On Nov 25 last year, the Supreme Court had declared the appointment of Tauqir Sadiq as Ogra chairman illegal and ordered NAB to investigate cases of corruption against him and submit its findings within 45 days.
When contacted, NAB spokesman Zafar Iqbal claimed that the UAE government had not refused to hand over Sadiq but asked for completion of legal formalities.
“The NAB team was in the UAE not to take custody of the accused but to complete legal formalities required to issue arrest warrants by UAE courts and the same was done amicably,” he said.
When it was pointed out that there was no extradition treaty between Pakistan and the UAE, he said that the National Accountability Bureau was trying to get the fugitive deported from the UAE. This, he added, could be done through Interpol “as was done in the BoP case where Shaikh Afzal and his son were deported from Malaysia although we did not have any extradition treaty with that country”.

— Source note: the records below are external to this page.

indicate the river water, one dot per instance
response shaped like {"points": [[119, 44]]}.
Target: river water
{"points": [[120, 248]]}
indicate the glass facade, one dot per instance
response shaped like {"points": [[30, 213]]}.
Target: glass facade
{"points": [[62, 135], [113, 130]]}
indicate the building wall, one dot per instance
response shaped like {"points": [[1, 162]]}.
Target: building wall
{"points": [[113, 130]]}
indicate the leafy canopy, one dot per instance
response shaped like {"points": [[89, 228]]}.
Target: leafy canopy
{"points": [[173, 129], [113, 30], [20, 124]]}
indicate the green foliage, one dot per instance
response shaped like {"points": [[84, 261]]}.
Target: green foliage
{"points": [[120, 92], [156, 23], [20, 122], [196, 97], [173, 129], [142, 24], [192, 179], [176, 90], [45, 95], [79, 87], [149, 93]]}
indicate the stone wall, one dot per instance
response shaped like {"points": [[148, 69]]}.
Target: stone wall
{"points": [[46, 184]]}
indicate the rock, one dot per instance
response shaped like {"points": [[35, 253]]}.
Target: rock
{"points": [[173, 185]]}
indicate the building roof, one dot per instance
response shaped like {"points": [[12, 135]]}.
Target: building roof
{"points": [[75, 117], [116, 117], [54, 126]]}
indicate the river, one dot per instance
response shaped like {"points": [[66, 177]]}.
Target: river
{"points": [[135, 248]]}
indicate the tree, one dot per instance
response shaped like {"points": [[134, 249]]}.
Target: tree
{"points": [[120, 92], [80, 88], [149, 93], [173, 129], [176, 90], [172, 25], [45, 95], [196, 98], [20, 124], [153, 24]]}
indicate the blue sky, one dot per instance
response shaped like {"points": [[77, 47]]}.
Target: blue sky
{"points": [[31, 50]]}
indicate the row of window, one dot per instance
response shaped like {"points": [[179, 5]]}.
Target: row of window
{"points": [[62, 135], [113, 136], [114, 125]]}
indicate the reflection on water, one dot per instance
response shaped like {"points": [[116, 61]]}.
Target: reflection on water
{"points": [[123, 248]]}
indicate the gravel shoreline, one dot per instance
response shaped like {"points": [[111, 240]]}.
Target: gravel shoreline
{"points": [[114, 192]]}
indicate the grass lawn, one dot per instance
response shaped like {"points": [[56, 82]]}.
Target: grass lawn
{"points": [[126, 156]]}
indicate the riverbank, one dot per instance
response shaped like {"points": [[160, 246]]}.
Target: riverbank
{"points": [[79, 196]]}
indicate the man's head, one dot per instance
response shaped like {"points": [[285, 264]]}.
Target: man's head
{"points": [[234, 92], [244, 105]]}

Being one of the stakeholders, he said, the Federal Investigation Agency (FIA) was looking after matters relating to Interpol and was pleading for his extradition.
The spokesman said that NAB was of the opinion that deportation would be a suitable option because the accused had lost his legal right to stay in the UAE and his passport had been cancelled.
He added that NAB was in the process of providing required documents to law-enforcement agencies in the UAE as well as to Interpol.
The Supreme Court, which is trying the Ogra case, has asked the authorities concerned to explain how Tauqeer Sadiq managed to go abroad when his name had been placed on the Exit Control List and in the presence of close-circuit cameras at airports.